FCC pushes carriers to implement caller ID authentication by 2019 - blululu
https://www.engadget.com/2018/11/06/fcc-caller-id-authentication-2019/
======
technofiend
_STIR and SHAKEN use digital certificates, based on common public key
cryptography techniques, to ensure the calling number of a telephone call is
secure. Each telephone service provider obtains their digital certificate from
a certificate authority who is a trusted authority. The certificate technology
enables the called party to verify that the calling number is accurate and has
not been spoofed._

The problem is there's still the opportunity for corrupt CAs to sign
"legitimate" phone numbers for illegitimate purposes and for that matter for
spammers to simply sign up for new phone numbers as fast as they can get them.
This doesn't stop Totally Legit Homeopath Enterprises from still calling me
every 5 mins even if the caller ID reads "TLH, INC." which will mean nothing
to me.

Much like many people simply block IP traffic regionally, we'll end up with
the same for telephony and block all numbers from corrupt CAs. With rare
exception I don't need people calling me from land lines any more - almost all
phone calls are cell to cell. And on a cell phone there are plenty of
opportunities for our phones to handshake and establish an out of band trust.

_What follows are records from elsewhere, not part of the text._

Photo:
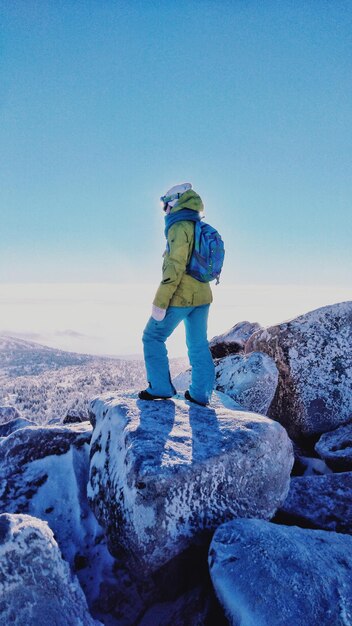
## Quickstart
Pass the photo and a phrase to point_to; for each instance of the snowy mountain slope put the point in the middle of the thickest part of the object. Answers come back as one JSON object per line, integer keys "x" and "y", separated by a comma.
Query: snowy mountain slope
{"x": 20, "y": 358}
{"x": 51, "y": 383}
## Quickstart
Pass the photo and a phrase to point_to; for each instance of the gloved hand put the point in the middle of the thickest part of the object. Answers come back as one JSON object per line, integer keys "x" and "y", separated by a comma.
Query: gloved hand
{"x": 157, "y": 313}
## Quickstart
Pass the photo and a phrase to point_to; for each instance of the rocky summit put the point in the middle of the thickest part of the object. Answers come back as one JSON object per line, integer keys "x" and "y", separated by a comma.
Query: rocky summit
{"x": 313, "y": 355}
{"x": 162, "y": 473}
{"x": 36, "y": 585}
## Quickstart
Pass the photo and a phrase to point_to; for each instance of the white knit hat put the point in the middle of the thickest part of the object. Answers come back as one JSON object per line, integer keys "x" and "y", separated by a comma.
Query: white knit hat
{"x": 172, "y": 196}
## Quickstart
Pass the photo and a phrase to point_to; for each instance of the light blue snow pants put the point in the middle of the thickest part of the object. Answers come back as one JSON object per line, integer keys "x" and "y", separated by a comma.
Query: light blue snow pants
{"x": 155, "y": 352}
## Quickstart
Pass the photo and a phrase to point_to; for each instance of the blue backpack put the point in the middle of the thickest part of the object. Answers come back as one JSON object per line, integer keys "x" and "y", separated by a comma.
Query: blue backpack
{"x": 208, "y": 254}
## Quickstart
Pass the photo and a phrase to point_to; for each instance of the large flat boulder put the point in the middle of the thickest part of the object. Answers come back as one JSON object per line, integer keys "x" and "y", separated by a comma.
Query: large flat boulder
{"x": 44, "y": 473}
{"x": 36, "y": 585}
{"x": 314, "y": 358}
{"x": 249, "y": 379}
{"x": 323, "y": 502}
{"x": 10, "y": 427}
{"x": 335, "y": 448}
{"x": 268, "y": 574}
{"x": 233, "y": 340}
{"x": 164, "y": 472}
{"x": 8, "y": 413}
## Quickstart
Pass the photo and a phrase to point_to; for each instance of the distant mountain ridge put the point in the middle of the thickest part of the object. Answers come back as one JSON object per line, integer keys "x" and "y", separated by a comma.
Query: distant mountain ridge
{"x": 19, "y": 357}
{"x": 45, "y": 383}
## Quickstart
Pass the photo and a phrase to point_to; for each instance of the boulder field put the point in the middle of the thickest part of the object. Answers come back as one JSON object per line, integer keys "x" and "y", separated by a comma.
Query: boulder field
{"x": 313, "y": 355}
{"x": 36, "y": 585}
{"x": 162, "y": 473}
{"x": 265, "y": 574}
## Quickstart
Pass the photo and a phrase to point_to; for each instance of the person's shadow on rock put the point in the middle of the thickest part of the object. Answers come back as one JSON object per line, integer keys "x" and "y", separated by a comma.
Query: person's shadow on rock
{"x": 156, "y": 421}
{"x": 206, "y": 434}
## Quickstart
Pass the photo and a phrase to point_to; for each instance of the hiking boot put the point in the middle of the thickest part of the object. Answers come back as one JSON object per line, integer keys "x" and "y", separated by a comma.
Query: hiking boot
{"x": 189, "y": 397}
{"x": 145, "y": 395}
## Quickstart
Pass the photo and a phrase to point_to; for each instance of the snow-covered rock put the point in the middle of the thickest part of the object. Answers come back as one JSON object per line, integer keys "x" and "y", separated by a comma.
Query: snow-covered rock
{"x": 10, "y": 427}
{"x": 75, "y": 416}
{"x": 44, "y": 473}
{"x": 323, "y": 502}
{"x": 268, "y": 574}
{"x": 335, "y": 448}
{"x": 233, "y": 340}
{"x": 164, "y": 472}
{"x": 249, "y": 379}
{"x": 314, "y": 357}
{"x": 8, "y": 413}
{"x": 36, "y": 585}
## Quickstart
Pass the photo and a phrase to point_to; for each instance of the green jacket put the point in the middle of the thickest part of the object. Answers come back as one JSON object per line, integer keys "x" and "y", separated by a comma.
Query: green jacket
{"x": 178, "y": 288}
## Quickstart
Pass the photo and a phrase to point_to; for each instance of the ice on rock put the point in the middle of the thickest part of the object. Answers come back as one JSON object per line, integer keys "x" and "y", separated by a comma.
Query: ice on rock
{"x": 314, "y": 358}
{"x": 323, "y": 502}
{"x": 265, "y": 574}
{"x": 164, "y": 472}
{"x": 250, "y": 380}
{"x": 36, "y": 585}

Frankly I think at some point this problem will be solved or at least
mitigated for cell phones and land lines will die a slow terrible death. In
fact when Apple, Google or Signal/Whatsapp/whatever solve this I predict a
mass exodus to the app or platform that whitelists trusted callers only.
Although with Whatsapp that "trusted" will be in air quotes as I'm sure
advertisers will have the ability to purchase their way past a block.

Regardless, I have zero sympathy in all this for phone companies as they've
done nothing to solve the problem.

Are you listening, Google? Want to make Duo happen? Whitelisted + trusted
callers only. Otherwise Duo will be the next Google+.

------
bradknowles
Of course, the FCC would insist on this by 2019 -- they wouldn't want anything
to interfere with the election hijacking.

Only after the election will they make sure to close the barn door -- after
the horse has left, the barn has burned down, and the entire planet has turned
to ash.

------
DoofusOfDeath
I wonder if it's coincidence that I'm only learning of this the day of U.S.
mid-term elections.